The PMM certainly differed from previous attempts, especially in terms of scale, in that it staffed many municipalities and provided a significant overall increase in the number of doctors. However, by simply linking these perspectives to the efforts of private institutions and municipal initiatives, this drastically restricted the options for reform in terms of the graduation and the lifetime of the program. Calculated in terms of administrations that only last four years, party political support for the program was given in the form of substantial funds for the network of support, supervision, training, research and advertising.

Although it is plausible to argue that the PMM attempted to take control of the regulation of the total number of doctors in the country, confronted professional corporations (which intensified ideological conflicts), and restricted the control of medical institutions of residential homes and specializations, it is an exaggeration to claim that the PMM “redefined the relationship of the SUS with the medical profession”.

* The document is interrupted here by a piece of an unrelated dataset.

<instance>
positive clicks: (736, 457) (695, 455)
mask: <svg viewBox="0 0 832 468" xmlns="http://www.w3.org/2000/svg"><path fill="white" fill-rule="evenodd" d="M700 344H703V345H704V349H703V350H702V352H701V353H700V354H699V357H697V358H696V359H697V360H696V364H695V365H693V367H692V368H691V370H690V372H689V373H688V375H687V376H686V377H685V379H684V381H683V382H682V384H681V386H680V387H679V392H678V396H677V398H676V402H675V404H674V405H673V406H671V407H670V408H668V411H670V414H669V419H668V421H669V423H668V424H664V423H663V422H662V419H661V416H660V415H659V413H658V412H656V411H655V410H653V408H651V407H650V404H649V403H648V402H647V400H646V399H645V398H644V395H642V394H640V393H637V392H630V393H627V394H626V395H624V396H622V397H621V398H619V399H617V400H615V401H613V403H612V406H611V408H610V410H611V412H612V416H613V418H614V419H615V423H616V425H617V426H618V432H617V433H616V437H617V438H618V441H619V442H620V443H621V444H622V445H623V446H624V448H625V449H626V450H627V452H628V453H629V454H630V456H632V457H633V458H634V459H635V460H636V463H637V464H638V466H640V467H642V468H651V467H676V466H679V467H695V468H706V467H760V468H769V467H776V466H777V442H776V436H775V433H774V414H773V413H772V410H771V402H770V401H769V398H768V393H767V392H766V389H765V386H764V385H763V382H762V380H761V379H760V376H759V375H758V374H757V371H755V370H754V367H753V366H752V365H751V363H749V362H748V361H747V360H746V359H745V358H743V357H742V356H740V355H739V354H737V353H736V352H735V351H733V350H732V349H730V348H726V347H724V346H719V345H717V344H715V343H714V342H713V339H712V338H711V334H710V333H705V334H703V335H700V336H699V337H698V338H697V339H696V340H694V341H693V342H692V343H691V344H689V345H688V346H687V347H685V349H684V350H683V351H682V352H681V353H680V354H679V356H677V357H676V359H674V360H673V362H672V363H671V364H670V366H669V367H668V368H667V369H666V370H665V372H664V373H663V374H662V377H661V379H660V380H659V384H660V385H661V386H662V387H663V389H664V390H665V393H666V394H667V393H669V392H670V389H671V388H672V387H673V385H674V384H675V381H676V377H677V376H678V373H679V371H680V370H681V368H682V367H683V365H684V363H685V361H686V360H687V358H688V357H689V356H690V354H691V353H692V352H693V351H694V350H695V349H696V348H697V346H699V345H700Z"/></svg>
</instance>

There are more than 420,000 doctors in Brazil and they represent a mosaic of identities, profiles and backgrounds, with numerous possibilities of integration within the labor market, which is often juxtaposed and dynamic throughout their working lives. Nevertheless, 73% of Brazilian doctors work within the ambit of the SUS11 and they interact with the public system and its service users in various ways, with varying degrees of relationship, time, commitment, engagement and response capacity. Taken together, public hospitals and the SUS primary care network are the largest employers of doctors in Brazil.

Inadequate training, elitism and individual choices can result in doctors working outside the public sector, especially in small cities and suburban areas, but what plays a much more decisive role in the shortage of doctors is the structural dismantling of the SUS, which has imploded due to a lack of public finance, as well as the incentives for the growth of the private health market and the subsidized expansion of the private healthcare network. The extensive waiting lists for appointments, examinations and elective surgeries, which are generated by the lack of specialists in secondary care and public outpatient care, due to the fact that these doctors are concentrated in isolated and private clinics, is an eloquent example of the failure of the Brazilian health system.